本気で「悔しがる」ことができてはじめて本当の「面白さ」がわかる《天狼院通信》
2014年11月14日。
劇団天狼院の記念すべき旗揚げ公演の日だった。
この公演を無事に終えたとき、ステージ上の出演者たちの表情は高揚感と達成感で異様なほどに光り輝いていた。
ステージ上は、その日だけ、天狼院書店となり、お客様と出演者が入り乱れて笑顔で会話していた。
客観的にみれば、旗揚げ公演としては悪くなかったかもしれない。
チケット販売数は70枚で、そのほか、招待のお客様を入れて100名ほどがその日、豊島公会堂で旗揚げ公演を見た。
けれども、豊島公会堂のキャパは802名である。
つまり、ガラガラだったのだ。
業界の常識やキャパの大きさなんてどうだってよかった。
ただ、満席に出来なかった悔しさだけがあった。
雑誌『READING LIFE』の創刊、大きなシンポジウムの主催、そして劇団天狼院の旗揚げ公演と、11月の前半はまさに怒涛であった。
ありえないくらいの労働量で、全ての責任者である僕にはありえないくらいの負荷がかかっていた。

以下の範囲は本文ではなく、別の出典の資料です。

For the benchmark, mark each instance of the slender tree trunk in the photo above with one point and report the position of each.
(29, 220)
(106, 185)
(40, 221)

あの状況の中で、無事にすべてを終えられただけでも奇跡だと言う人もいたが、それも耳には届けども心まで浸透して来なかった。
完全な負け戦だった。
もう悔しくて悔しくて仕方なく、その日、風呂でひとり、号泣した。
そのことを、この前の未来ラボで登壇者の吉祥寺「小ざさ」代表稲垣篤子さんに打ち明けた。
すくと、稲垣さんは笑顔でこう言った。
「いいんですよ。悔しがって。私も頭から布団をかぶって、よく泣きましたよ」
「稲垣さんもそうですか?」
「でもね、人に見せちゃいけません。こうしてね、隠れて悔しがればいいんです」
僕はよく、人生を楽しんでますね、と言われる。確かに、毎日が面白い。
そして、稲垣さんも面白さを見つける達人だ。
僕も稲垣さんも、共通点として「悔しがる」という性質があることに、ふと面白さを覚えた。
その日の打ち上げで、稲垣さんの著書『1坪の奇跡』の担当編集ダイヤモンド社の寺田さんは言った。
「いやー、この前、三浦さんには申し訳ないことしたと思ってね」
何のことか、心当たりはなかった。
「この前の会場販売、全部売り切ることができなくて」
申し訳ないどころではなかった。僕はかれこれ8年か9年位本屋をしているが、数多経験した会場販売で、もっとも売れたのがそのときであった。伝説になるくらいに売れたのだった。
それを伝えても、寺田さんは首を横に振った。
「いや、すべて完売させるって三浦さんに約束したんで、僕は悔しくって」
それを僕は頼もしく聞いていた。
思い返してみれば、「川代ノート」で大ブレイクした、川代紗生もそうだった。
彼女は当初、とても不器用だった。危ぶむほど、不器用だった。
ただし、人一倍、悔しがる性質があった。
結果的に、彼女は天狼院のエースとなり、様々な伝説を残した。
先日、天狼院に入ってきた新人の國井まみこと一緒に下でそばを食べていた時のこと、まみこは僕にこう言った。
「私、悔しくって」
意外に思って、そばをすするのを中断してまみこを見た。
「この前のメデイアグランプリの第一戦、菜摘さんや海鈴さんが活躍してて、私は出遅れていて」
いい傾向だと思った。見た目、穏やかそうなのだが、密かにこうして悔しがっている。
そのまみこが、メディアグランプリの第二戦で優勝し、3位にも食い込んだ。
そして、ルーキーで最も早く、念願のフリー投稿権を獲得した。
悔しがることができるのは、それも一種の才能かもしれない。
どれだけポテンシャルが高かったとしても、悔しがることが出来なければ、潜在能力は潜在したままで終えるのかもしれない。
「悔しがる」ことによって、もしかして、その潜在能力が引き出されるのかもしれない。
そして、「悔しがる」強さが強いほど、達成したときの「面白さ」がより燦然とするのかもしれない。
つまり、誰よりも人生を面白がっているように見える人は、必ず、その裏で密かに誰よりも悔しがっているのだろうと思う。